Expansion of $(3x – 10y)^{11}$ $= C(11,0)\times (3x)^{11} \times (-10y)^0 + C(11,1) \times (3x)^{10} \times (-10y)^1+ C(11,2) \times (3x)^{9} \times (-10y)^2 + ... + C(11,10) \times (3x)^{1} \times (-10y)^{10} + C(11,11) \times (3x)^0 \times (-10y)^{11}$

$= 3^{11} x^{11} -(11 \times 3^{10} \times 10^1) x^{10} y^1 + (55 \times 3^9 \times 10^2) x^9 y^2 + ... + (11 \times 3^{1} \times 10^{10}) x^{1} y^{10} - 10^{11} y^{11}$

General term is $T_{r+1} = C(11,r) (3x)^{11-r} (-10y)^{r}$ .

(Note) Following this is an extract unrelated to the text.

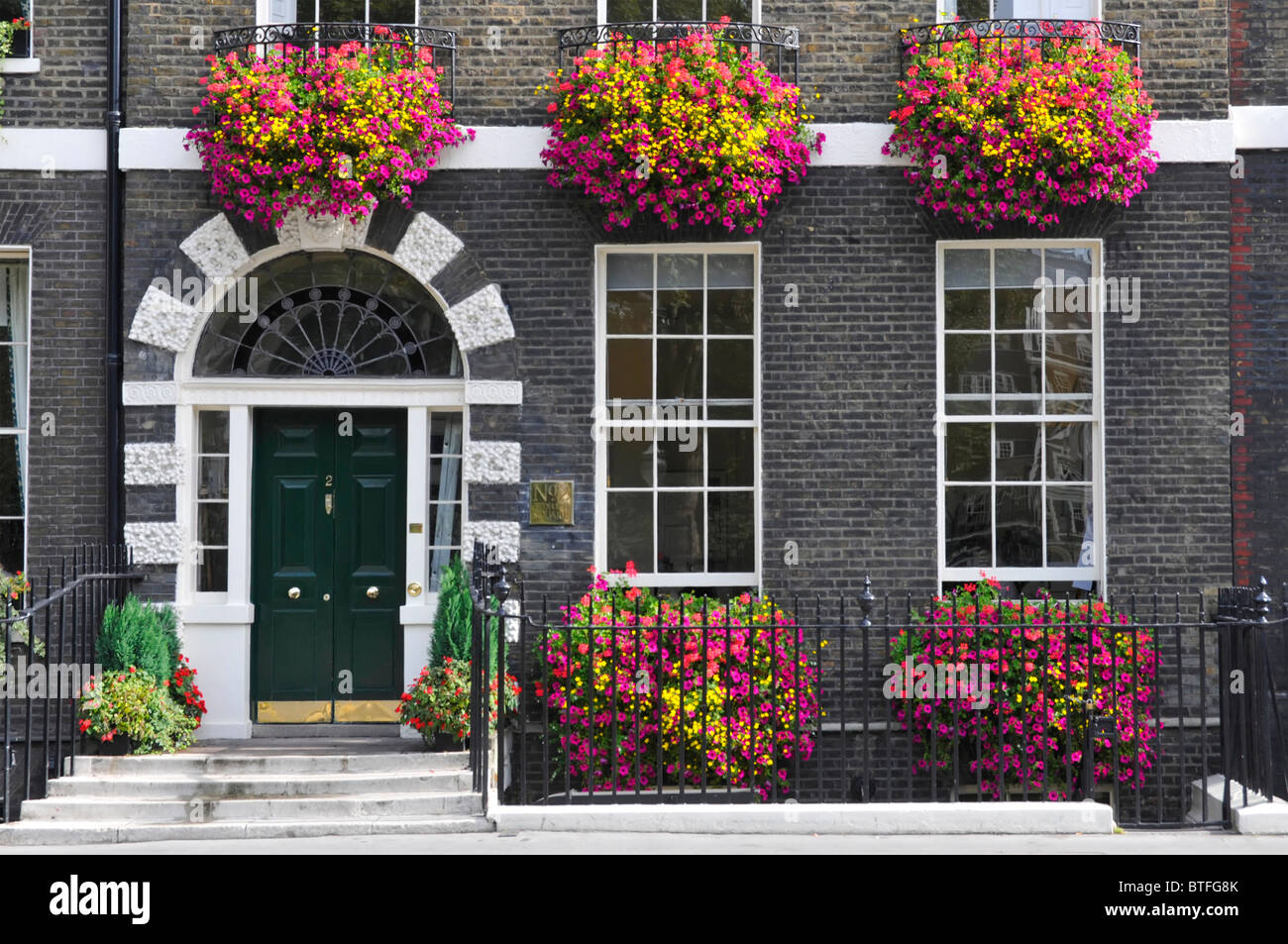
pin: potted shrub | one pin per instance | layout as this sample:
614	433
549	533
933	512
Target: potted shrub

Hence, number of terms are 12.

Term containing $y^3$ appears when $r = 3$ i.e. fourth term.

So, $T_4 = C(11,3) (3x)^8 (-10y)^3 = (165000 \times 3^8) x^8 y^3$ .

This term is not of $x^4 y^3$ form, hence coefficient of $x^4 y^3$ is zero.